The Florida Fish and Wildlife Conservation Commission is reminding homeowners that bears are moving around, foraging for food and looking for mates. Breeding season for bears runs from June to July
According to FWC bear management program coordinator Dave Telesco, the agency is seeing an increase in calls about bears in neighborhoods around the state. The animals are lured into neighborhoods to feast on unsecured trash.
His advice is not to feed the bears. It is also illegal to feed bears in Florida.
"Problems arise when bears have access to people-related food sources such as pet foods, garbage, barbecue grills, birdseed or livestock feed," Telesco said. “Bears learn very quickly to associate people with food, and this puts the animals at increased risk of illegal kills or crossing highways and getting hit by vehicles.”

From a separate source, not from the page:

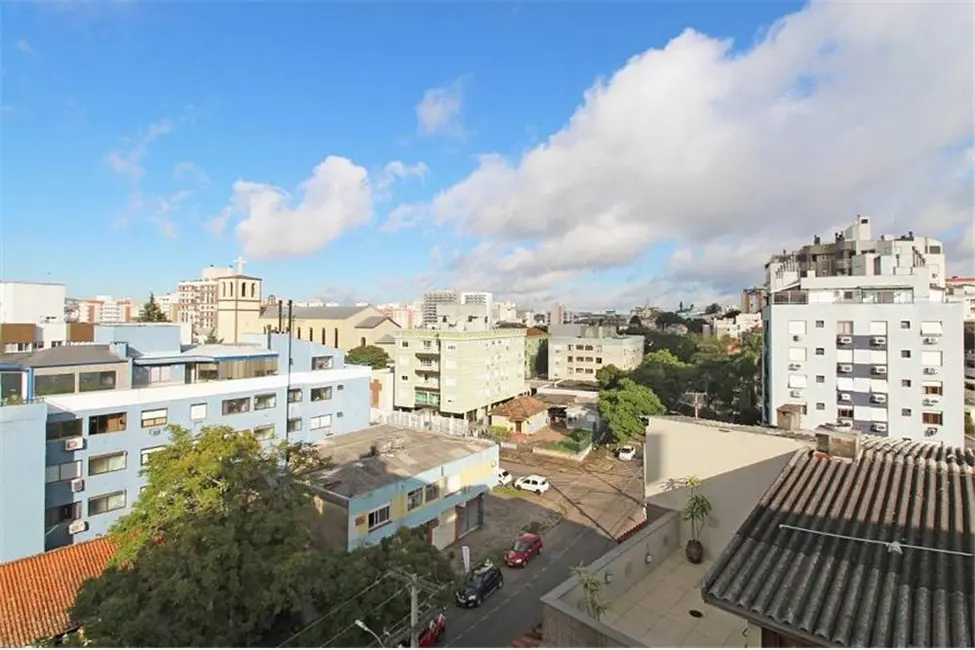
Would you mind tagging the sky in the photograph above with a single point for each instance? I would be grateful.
(598, 154)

Black bears normally are too shy to risk contact with humans, but their strong food drive can overwhelm these instincts.
Keeping food inside and bringing out the trash the morning of pickup, rather than the night before, will help keep bears in wooded areas and away from neighborhoods, according to Telesco.
“If you see a black bear, remain calm. Don’t run. Walk calmly toward a building or vehicle and get inside,” Telesco said. “If you have children or pets, bring them inside. Once you are in a secure location, encourage the bear to leave by banging pots and pans, blowing a car or air horn or whistle. The more stressful a bear’s encounter with you, the less likely it is to come back.”
If the bear is threatening the safety of humans, pets or livestock or is causing property damage, report it to the FWC at 888-404-FWCC (3922).